Third, there were a few choice quotes from the conference.

Andy Egan (at the end of an example about no one liking being green): It’s not easy being being green.
(Healthy laughter around room.)
Ted Sider (sitting in front row, joking tone): It’s not easy BEING being green.
About six people sitting around Ted: That is what he just said.
(Raucous laughter around room.)
Ted: Oh, so thatÂ’s why everyone laughed.

Ken Taylor: Our thoughts can be as confused as possible.

David Kaplan: All my remarks are meant to be suggestive not accurate.
(Several people thought that if this were possibly true it would have been.)
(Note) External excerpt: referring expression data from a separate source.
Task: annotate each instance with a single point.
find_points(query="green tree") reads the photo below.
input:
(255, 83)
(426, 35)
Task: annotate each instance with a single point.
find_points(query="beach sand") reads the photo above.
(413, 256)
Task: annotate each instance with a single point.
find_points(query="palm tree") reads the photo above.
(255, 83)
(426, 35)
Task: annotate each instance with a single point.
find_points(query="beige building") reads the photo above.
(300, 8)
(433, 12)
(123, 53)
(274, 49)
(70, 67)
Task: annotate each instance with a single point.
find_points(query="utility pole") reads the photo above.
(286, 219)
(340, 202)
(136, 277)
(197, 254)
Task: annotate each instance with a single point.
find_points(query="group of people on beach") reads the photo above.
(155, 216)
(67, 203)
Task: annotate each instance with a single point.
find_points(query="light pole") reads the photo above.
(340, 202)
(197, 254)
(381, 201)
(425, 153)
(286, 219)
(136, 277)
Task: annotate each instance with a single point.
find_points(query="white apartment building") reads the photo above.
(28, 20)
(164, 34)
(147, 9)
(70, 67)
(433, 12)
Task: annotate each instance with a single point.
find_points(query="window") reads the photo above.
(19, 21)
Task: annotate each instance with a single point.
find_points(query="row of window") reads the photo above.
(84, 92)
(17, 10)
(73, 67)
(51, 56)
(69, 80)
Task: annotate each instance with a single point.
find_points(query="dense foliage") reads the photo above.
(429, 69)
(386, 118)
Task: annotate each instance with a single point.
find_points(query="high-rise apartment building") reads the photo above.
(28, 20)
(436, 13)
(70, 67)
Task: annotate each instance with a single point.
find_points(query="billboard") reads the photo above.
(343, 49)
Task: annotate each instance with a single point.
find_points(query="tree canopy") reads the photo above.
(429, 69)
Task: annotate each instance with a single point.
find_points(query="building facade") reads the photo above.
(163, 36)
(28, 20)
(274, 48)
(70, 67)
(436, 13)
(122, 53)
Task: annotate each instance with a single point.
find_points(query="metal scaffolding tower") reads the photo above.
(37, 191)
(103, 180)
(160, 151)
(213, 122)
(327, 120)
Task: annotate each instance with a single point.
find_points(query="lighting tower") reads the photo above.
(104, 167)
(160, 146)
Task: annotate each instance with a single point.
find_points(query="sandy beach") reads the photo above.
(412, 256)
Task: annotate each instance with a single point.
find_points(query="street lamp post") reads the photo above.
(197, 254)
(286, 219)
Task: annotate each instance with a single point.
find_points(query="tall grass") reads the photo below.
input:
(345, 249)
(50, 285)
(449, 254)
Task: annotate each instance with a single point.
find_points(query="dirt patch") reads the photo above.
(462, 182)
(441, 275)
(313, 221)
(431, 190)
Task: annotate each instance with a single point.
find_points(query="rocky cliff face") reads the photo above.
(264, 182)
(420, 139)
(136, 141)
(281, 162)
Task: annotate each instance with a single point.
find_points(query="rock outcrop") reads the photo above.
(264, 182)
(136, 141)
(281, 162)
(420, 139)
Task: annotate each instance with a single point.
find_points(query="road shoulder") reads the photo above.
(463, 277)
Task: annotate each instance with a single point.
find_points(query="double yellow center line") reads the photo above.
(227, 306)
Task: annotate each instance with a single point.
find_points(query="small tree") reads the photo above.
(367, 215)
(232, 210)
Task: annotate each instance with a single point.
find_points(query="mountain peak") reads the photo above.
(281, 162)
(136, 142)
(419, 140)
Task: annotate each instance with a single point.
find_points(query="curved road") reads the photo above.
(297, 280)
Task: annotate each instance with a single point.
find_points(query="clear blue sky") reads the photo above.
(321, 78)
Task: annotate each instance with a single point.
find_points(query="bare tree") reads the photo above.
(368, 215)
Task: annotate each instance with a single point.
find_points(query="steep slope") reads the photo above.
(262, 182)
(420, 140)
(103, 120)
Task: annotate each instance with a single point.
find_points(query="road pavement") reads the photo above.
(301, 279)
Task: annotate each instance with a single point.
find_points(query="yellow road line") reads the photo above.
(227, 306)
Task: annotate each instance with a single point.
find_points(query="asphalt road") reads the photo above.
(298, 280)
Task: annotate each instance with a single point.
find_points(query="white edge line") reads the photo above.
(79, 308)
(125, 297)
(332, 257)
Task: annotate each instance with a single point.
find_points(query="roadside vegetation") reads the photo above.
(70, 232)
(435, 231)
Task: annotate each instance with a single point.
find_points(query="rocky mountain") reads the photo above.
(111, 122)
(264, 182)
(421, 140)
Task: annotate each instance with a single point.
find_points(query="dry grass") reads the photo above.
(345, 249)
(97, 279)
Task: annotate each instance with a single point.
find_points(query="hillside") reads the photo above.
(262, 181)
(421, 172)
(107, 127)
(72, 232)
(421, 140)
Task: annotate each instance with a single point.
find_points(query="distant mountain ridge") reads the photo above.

John Hawthorne: Epistemology isn’t rocket science.
—-: Suppose I have many friends and they’re all losers.
—-: If you put a gun to my head I’ll go with that theory.
—-: Every theory sucks.

Graham Priest (introducing the above argument): One should not underestimate the influence of Aristotle on popular culture.

Ted Sider (doing play-by-play, or at least sentence-by-sentence commentary on one of his commentators): Yes. Yes. Yes. Yes. No. No. No. NO. NO!

Finally, and just so I can get the last joke, John and I had the following written exchange while John was trying to come up with an example. The example ended up involving a time-travelling, causally indeterministic, twice located at the same part of spacetime ghost, who was not in pain even though it was not true that it was not the case that he was in pain. Surprisingly, the behaviour of such ghosts seems to be relevant to the persistence conditions of ordinary material objects. Who knew? Anyway, the exchange went like this

John: Can one say that internal negation doesn’t commute with external negation.
Brian: You can say this, but people will laugh at you.
John: Deep thoughts are like that.
Brian: So are fuck-ups.

If Cleveland is even half as much fun it will be good value for money.

UPDATE: I added two more quotes from Ted, one recalled by Andy Egan, to the quotes board.